O assunto foi levantado pelo vereador Joel Cavanholi (PL), que demonstrou preocupação com possíveis danos aos móveis planejados da entidade, avaliados em mais de R$ 100 mil, além dos equipamentos utilizados nos atendimentos.
Durante a discussão, a vereadora Mirele Debiasi (PSDB) afirmou que o problema existe, mas contestou a informação de que a obra não teria sido fiscalizada ou que nenhuma providência teria sido tomada pela administração anterior.
Em entrevista ao Jornal da Guarujá na manhã desta quarta-feira (19), Mirele afirmou que a Rede Feminina procurou a Prefeitura e a empresa responsável em diferentes momentos.

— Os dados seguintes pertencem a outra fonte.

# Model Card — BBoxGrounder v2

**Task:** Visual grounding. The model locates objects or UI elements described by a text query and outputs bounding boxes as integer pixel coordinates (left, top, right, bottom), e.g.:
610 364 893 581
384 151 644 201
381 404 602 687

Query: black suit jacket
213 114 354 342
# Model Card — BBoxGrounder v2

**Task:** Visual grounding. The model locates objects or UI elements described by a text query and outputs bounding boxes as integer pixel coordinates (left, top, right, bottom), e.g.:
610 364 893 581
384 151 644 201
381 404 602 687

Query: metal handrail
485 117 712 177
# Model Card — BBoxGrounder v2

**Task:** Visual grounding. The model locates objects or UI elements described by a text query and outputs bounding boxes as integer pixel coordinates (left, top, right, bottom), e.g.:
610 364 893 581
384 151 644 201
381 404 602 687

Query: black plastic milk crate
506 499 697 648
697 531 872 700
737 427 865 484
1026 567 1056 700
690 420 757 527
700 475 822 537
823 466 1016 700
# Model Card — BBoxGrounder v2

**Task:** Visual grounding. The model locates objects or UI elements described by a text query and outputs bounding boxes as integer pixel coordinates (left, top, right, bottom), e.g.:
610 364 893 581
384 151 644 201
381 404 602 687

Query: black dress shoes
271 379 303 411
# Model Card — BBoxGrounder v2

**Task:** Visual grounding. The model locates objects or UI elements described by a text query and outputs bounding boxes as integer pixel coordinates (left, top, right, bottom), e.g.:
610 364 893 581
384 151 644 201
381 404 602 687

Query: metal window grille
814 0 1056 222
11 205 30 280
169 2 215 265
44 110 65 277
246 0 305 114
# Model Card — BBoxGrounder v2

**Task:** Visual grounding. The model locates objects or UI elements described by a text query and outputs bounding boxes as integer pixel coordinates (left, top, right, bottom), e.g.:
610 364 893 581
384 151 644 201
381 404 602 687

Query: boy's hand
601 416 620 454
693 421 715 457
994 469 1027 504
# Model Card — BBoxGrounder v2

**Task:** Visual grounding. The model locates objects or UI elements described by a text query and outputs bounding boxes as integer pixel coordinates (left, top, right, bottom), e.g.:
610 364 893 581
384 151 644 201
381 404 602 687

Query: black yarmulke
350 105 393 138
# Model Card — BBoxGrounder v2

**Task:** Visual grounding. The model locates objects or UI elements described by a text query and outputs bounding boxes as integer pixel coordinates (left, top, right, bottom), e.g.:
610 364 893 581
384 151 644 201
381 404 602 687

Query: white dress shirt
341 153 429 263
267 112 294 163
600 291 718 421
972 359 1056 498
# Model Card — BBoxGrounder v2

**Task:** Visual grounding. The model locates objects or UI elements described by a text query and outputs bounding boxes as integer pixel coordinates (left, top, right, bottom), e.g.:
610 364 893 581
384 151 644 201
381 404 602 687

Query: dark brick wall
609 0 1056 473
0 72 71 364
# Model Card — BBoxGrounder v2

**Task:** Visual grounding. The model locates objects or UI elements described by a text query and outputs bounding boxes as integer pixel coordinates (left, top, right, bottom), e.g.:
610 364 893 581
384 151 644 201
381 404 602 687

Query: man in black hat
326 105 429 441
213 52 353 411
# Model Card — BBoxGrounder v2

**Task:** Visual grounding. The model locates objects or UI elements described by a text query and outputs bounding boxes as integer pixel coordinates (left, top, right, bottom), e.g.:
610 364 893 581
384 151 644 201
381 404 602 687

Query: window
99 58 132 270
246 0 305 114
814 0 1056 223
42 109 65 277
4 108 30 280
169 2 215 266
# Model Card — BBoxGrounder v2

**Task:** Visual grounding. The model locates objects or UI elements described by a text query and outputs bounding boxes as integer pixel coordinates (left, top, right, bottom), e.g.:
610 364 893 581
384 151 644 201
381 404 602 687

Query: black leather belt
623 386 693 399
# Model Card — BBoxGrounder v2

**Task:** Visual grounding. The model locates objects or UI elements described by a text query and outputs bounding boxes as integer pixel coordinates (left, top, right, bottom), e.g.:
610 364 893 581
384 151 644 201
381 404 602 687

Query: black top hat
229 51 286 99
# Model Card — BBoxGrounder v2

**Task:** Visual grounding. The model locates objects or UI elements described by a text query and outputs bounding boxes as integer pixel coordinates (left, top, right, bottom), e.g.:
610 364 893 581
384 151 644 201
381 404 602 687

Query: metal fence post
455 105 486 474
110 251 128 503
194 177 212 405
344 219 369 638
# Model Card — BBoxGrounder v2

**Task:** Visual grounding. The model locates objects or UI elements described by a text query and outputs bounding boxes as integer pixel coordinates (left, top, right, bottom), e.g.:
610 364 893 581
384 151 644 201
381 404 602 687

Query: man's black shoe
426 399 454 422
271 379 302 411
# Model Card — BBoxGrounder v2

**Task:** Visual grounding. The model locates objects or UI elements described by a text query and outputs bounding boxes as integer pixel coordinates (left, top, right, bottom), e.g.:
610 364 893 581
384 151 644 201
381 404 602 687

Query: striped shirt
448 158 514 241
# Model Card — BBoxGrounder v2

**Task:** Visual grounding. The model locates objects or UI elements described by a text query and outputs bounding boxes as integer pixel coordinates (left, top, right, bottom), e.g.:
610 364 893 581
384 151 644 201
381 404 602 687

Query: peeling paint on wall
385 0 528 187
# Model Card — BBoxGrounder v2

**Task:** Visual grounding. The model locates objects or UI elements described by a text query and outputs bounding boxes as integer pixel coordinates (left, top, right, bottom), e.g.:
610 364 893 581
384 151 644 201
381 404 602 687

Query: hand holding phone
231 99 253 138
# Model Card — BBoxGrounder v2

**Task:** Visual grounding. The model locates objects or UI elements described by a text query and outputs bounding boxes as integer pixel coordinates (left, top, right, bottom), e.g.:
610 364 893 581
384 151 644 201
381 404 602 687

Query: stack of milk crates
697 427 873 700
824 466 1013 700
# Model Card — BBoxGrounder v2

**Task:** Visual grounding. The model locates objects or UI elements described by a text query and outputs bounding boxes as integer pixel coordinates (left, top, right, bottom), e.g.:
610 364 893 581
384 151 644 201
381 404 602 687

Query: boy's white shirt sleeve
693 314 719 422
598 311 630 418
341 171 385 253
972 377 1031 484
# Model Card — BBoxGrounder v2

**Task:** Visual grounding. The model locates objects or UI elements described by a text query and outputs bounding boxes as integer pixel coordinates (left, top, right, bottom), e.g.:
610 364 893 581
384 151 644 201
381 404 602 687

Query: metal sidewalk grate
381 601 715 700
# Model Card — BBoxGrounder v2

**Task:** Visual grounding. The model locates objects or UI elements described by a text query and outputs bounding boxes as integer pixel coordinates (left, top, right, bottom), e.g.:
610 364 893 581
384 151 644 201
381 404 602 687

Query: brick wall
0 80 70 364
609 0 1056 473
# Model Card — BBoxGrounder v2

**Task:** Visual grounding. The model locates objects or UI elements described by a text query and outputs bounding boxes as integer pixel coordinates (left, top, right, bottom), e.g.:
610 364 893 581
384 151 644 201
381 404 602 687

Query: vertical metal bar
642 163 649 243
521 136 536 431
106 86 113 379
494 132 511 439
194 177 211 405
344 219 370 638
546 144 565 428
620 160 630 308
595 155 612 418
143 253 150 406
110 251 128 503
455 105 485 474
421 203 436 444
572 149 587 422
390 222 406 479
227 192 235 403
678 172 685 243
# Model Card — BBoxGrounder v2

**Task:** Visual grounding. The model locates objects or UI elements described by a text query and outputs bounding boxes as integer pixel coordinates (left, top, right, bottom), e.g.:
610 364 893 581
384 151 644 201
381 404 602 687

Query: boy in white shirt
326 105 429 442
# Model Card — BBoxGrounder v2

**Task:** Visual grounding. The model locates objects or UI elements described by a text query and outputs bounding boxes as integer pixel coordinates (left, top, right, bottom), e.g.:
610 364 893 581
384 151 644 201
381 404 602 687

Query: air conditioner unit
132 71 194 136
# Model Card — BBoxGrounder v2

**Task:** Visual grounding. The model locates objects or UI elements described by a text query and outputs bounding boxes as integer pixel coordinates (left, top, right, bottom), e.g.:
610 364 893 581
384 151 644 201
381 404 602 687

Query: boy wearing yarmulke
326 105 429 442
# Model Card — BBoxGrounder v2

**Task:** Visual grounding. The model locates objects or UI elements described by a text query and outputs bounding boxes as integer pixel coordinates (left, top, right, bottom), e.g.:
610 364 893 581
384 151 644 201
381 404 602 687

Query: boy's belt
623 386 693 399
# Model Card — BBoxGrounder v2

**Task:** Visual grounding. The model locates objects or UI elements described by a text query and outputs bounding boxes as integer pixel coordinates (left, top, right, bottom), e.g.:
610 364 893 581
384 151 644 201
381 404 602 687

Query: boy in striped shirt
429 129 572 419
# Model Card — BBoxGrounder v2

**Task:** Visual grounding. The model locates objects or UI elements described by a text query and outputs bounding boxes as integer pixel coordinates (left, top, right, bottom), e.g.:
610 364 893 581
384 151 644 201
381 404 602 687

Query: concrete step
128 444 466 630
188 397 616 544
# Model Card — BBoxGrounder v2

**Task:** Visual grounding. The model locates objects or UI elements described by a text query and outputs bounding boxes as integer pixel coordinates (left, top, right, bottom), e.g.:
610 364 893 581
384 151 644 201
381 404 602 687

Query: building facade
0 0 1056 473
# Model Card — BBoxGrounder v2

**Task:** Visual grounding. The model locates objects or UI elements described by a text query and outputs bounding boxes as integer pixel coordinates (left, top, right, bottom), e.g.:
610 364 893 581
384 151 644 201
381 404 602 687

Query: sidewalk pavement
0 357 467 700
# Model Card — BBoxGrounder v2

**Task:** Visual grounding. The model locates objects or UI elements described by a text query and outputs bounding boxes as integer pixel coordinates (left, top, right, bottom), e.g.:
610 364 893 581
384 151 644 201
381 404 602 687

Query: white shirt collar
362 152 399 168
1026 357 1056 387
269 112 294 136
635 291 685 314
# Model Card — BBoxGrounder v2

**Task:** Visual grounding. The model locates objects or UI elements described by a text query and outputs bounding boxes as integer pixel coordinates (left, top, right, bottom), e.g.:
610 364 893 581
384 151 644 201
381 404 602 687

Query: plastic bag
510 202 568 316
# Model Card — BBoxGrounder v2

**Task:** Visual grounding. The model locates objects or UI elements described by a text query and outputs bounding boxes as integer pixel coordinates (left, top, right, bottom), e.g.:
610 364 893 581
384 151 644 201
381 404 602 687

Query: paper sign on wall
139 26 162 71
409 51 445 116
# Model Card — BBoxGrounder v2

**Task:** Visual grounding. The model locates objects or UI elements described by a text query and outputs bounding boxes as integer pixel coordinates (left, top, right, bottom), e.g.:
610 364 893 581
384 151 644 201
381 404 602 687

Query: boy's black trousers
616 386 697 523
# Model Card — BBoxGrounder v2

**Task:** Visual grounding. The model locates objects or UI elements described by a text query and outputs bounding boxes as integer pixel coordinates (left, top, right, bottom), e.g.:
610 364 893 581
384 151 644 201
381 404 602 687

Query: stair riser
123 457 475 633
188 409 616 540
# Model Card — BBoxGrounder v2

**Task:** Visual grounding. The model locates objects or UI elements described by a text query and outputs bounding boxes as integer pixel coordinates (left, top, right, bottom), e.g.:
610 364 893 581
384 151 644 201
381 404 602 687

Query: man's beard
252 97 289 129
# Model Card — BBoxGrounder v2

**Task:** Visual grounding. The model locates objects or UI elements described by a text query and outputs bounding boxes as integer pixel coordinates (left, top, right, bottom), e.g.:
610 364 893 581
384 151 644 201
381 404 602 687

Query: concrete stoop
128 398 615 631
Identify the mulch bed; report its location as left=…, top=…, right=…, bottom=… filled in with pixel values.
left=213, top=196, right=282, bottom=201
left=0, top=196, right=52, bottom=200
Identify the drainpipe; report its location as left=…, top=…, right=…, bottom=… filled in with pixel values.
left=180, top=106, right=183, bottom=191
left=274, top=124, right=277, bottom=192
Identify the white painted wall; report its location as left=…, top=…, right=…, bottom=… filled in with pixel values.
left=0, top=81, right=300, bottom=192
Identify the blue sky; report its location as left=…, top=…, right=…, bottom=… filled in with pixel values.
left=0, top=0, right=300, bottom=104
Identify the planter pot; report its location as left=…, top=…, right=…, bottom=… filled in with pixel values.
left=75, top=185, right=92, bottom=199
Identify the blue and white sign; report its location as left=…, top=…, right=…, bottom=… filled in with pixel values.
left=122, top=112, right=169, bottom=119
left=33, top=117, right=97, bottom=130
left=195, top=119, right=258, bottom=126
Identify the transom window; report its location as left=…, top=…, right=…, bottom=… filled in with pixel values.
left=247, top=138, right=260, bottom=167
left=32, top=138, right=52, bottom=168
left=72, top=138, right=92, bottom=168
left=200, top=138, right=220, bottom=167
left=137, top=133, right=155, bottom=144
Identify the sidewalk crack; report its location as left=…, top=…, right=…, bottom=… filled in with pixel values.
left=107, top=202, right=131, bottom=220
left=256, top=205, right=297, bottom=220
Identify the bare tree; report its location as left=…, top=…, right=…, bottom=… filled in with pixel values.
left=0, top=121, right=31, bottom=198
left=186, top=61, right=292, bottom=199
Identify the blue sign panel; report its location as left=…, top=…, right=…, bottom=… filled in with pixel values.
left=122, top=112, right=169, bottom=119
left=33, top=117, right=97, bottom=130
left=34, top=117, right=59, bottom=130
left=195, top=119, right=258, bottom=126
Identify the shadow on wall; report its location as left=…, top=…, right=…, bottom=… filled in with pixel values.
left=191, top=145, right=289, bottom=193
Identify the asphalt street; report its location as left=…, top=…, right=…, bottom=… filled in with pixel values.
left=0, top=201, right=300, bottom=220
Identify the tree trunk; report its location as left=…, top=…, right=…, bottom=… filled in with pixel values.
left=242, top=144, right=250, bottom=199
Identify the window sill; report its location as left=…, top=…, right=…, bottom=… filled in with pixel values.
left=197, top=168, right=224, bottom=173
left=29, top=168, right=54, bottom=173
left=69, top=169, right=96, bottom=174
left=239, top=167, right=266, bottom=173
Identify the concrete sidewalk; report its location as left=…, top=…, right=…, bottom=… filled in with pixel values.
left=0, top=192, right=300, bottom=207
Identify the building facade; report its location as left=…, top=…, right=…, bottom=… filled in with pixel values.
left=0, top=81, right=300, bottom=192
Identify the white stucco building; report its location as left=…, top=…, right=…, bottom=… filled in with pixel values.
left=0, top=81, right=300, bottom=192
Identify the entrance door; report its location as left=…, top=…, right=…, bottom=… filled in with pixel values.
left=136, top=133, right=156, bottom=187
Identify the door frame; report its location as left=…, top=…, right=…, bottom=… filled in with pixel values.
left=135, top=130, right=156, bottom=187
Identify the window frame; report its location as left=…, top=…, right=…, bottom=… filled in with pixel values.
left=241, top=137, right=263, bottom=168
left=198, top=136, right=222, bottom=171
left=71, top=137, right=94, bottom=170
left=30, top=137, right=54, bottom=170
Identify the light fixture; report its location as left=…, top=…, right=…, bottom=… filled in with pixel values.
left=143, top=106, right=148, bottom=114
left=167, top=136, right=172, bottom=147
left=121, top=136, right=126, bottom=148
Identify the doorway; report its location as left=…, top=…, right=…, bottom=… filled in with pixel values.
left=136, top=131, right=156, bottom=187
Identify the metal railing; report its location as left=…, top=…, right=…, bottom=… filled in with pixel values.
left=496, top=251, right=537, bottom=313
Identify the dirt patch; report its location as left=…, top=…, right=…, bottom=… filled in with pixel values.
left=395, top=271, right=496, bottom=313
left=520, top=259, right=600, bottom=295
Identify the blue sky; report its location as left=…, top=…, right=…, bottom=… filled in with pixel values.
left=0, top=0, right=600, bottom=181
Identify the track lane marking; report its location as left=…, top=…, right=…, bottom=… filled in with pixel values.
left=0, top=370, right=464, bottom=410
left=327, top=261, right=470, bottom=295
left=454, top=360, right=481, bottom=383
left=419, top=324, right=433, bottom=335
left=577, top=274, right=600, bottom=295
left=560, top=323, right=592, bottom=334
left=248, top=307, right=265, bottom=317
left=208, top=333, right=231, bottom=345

“A obra da Rede Feminina, após concluída, apresentou alguns problemas quando chove, principalmente na chuva que está tendo agora, com vento. Alguns cômodos da Rede Feminina, algumas salas estão com vazamento. Porém, muitas partes da fala dele são inverdades. Sempre que a Rede Feminina procurou a antiga administração para falar sobre o problema, nós fomos recebidos. A gente tem as atas disso. Engenheiros da Prefeitura foram, engenheiros da empresa foram e a gente tem também uma arquiteta voluntária, que está 100% à disposição.”
Segundo a vereadora, foram feitas diversas tentativas para solucionar os vazamentos, incluindo impermeabilização, troca e adequação de calhas, substituição de telhas e reparos pontuais.
“Foi feita impermeabilização das telhas. Depois continuou ainda chovendo, foi trocada a calha porque viram que não tinha vazão quando tinha um volume muito grande de chuva. Depois foram trocadas as telhas. Teve até a contratação de pedreiros particulares e foram várias tentativas paliativas. Mas nessa última chuva, novamente, com o vento, teve vazamento.”
Apesar das intervenções, o problema voltou a aparecer. Mirele avalia que pode existir uma questão estrutural que ainda precisa ser identificada.
“Talvez seja um problema maior, até de um ângulo de telhado. Mas falta de fiscalização não foi.”
Atual administração também tem conhecimento
Mirele também afirmou que a atual administração municipal foi informada sobre os problemas. Segundo ela, um relatório com fotos, atas e informações sobre as providências tomadas ao longo dos últimos anos foi entregue ao prefeito Fernando Cruzetta.
“No ano passado, no dia 23 de novembro, inclusive, foi entregue novamente ao prefeito Fernando um relatório de tudo que tem sido feito nesses últimos três anos, com atas, datas de reuniões desde o governo Jorge. Foi entregue tudo à Prefeitura. E mês passado, oito voluntárias da Rede Feminina estiveram novamente na Prefeitura para pedir um socorro, porque a gente está aí com essa previsão de chuvas.”
A empresa responsável pela obra, segundo Mirele, decretou falência. Ela também explicou que a contratação ocorreu por meio de processo licitatório e que, após os problemas, a empresa ficou impedida de participar de novas licitações no município.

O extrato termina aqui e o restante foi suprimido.